The theme of light and darkness runs throughout the Bible, but it is most notable in the Gospel of John. Jesus says the phrase “I am” over a hundred times in various contexts but there are seven I AM statements that follow a pattern and are especially memorable because of how Jesus illustrates himself in objects. The first one is light.
Imagine being in a completely dark pitch-black forest that is cold and quiet. Imagine the fear and panic a person would feel. Now imagine suddenly a bright light appears in the distance. What would your reaction be? Relief? You would start running towards it going from wandering aimlessly without direction to now being guided by this light towards its origin. You have a destination and purpose. This very literal illustration is what sits behind Jesus’s metaphorical illustration that He is the light of the world.
Light shows us our way
Jesus tells us in scripture that many will not recognise the truth because they walk in darkness. In Psalms, the Word of God is praised for being like a light to our feet to guide us among the paths. Jesus embodies that because he is the Word. Through his teachings and example that is recorded in our Bibles, we can follow Him as though He is our guiding light.
Psalm 119:105 Your word is a lamp to my feet And a light to my path.
Light shows us our sins
In John 3 Jesus speaks to Nicodemus around the theme of light and darkness as well. He says that those who do not believe, in other words, reject Him, choose to wander in darkness. Picture someone plotting something nefarious. It is better done at night because it is more difficult to see. A criminal can more easily lurk around in the dense shadows of the night unseen. Believers walk in the light so that our sin is clearly seen by us, especially so that we may be convicted of those sins and turn from them.
John 3:19-20 This is the verdict, that light has come into the world, and men loved darkness rather than light, because their deeds were evil.
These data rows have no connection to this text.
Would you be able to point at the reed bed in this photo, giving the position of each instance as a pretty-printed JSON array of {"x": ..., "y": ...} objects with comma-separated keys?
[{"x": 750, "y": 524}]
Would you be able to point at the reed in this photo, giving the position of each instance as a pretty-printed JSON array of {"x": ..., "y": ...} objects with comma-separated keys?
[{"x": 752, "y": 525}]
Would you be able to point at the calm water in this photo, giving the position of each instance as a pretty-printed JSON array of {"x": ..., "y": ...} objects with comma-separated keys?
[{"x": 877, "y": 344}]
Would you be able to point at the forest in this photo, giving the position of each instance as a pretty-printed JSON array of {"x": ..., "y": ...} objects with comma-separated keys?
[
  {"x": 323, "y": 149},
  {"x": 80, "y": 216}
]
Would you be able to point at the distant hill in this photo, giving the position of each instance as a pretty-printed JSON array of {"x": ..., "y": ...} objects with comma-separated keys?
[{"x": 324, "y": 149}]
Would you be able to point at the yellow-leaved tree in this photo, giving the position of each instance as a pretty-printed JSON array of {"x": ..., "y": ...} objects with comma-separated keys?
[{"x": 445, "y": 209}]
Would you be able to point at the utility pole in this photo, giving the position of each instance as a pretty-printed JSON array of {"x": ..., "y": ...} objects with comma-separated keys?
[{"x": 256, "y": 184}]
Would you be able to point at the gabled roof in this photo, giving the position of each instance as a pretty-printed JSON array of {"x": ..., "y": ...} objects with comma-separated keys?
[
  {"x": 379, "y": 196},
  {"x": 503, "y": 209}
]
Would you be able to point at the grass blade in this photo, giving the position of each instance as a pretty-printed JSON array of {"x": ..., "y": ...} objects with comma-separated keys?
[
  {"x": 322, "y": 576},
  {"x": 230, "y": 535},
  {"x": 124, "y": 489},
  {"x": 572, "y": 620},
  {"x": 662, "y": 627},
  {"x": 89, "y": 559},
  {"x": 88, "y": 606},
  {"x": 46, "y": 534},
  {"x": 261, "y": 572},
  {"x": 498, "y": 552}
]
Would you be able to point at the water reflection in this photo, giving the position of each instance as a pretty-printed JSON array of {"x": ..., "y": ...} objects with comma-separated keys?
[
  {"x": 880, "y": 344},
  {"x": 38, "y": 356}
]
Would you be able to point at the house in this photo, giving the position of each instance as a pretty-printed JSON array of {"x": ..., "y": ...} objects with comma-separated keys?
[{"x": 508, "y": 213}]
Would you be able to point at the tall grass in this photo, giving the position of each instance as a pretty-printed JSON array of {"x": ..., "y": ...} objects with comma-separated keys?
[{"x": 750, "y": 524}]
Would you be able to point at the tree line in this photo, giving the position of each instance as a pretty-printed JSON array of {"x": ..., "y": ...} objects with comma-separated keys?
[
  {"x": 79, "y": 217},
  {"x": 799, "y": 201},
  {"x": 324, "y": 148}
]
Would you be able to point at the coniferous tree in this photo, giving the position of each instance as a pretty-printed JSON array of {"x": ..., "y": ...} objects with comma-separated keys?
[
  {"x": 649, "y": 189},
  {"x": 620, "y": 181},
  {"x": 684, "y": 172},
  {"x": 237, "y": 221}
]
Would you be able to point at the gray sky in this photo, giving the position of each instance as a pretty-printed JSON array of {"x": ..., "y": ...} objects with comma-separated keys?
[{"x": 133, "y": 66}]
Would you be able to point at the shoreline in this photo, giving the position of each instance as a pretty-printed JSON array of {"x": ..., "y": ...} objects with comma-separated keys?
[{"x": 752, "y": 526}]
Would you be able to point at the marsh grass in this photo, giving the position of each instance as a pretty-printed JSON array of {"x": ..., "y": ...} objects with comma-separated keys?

For everyone who does evil hates the light and does not come to the light, lest his deeds should be exposed.
Being a light to the world
In Matthew, the great sermon on the mount Jesus compares us to light. Not as sources but a reflection of His light and he also says that when we reflect His light we are like a city on a hill.
Matthew 5:14-16 “You are the light of the world. A city that is set on a hill cannot be hidden. Neither do men light a candle and put it under a basket, but on a candlestick. And it gives light to all who are in the house. Let your light so shine before men that they may see your good works and glorify your Father who is in heaven.
If we examine this illustration, we see that a city does not consist of one singular massive light but a collective of many lights. The more lights there are the brighter they all seem together and the further away they can be seen from. This is true for the local churches as well. When we are united in one body with Christ as our head. We are not only individually reflecting God’s glory but together as well.